Throughout the Article 50 process, I, as well as officials from my Department, have had frequent and ongoing contact with representatives from other EU27 Member States and the Commission. In recent weeks, I met with my Dutch, Maltese and Swedish counterparts, and will hold further meetings with other EU colleagues throughout the summer.
The European Council on 10 April agreed to extend the Article 50 process to 31 October, providing the UK with more time to ensure an orderly withdrawal. It also provided flexibility for the UK to leave before that date if Westminster ratifies the Withdrawal Agreement.

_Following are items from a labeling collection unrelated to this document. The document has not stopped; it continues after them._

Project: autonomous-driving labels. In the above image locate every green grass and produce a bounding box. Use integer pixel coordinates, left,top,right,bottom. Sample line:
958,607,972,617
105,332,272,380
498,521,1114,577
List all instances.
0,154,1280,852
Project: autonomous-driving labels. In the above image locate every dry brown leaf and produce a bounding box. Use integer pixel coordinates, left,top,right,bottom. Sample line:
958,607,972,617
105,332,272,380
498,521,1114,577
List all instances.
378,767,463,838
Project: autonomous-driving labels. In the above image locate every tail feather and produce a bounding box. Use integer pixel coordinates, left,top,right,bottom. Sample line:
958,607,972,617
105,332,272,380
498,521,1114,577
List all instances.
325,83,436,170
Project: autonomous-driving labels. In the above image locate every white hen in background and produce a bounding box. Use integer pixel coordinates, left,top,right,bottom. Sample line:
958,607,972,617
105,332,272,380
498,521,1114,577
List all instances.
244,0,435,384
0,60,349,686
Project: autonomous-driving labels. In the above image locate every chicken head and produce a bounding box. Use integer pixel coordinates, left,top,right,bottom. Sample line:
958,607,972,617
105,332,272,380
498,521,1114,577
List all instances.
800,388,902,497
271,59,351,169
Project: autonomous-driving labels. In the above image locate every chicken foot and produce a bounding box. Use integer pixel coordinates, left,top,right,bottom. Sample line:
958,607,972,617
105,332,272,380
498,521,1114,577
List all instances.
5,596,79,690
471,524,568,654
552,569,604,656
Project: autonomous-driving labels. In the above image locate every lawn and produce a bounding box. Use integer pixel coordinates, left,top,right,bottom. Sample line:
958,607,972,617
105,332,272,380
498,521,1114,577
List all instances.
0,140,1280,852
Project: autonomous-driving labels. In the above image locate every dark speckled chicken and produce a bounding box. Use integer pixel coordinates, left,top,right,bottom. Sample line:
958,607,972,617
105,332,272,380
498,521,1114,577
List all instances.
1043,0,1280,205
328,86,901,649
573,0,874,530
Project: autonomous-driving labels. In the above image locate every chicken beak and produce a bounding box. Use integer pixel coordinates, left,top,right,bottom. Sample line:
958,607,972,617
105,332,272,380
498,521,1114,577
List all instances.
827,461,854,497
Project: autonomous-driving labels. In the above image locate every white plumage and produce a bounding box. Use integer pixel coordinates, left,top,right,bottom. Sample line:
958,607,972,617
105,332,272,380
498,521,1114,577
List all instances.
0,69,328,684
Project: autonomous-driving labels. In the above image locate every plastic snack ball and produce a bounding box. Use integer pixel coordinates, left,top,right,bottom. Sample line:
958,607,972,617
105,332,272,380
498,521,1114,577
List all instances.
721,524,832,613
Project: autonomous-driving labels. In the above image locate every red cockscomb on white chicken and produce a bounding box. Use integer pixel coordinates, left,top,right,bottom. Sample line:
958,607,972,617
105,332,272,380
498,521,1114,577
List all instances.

We remain firmly of the view that the best way to ensure an orderly withdrawal and fully protect the Good Friday Agreement is to ratify the Withdrawal Agreement. It is vital that the UK, regardless of whoever the next Prime Minister is, uses the time up to 31 October to find an effective way forward. Responsibility for avoiding a no deal Brexit lies firmly with the UK.
Any decision to request a further extension of the date for the UK's departure from the EU would be for the UK alone. For it to be granted would require the unanimous agreement of the European Council (Article 50). Ireland would be open to such a request but the reasons for a possible extension and its duration would be important. The EU would also need to consider how its own institutions and processes would be affected by any extension. Some Member States have expressed considerable doubts.
There has been no collective discussion of any possible extension.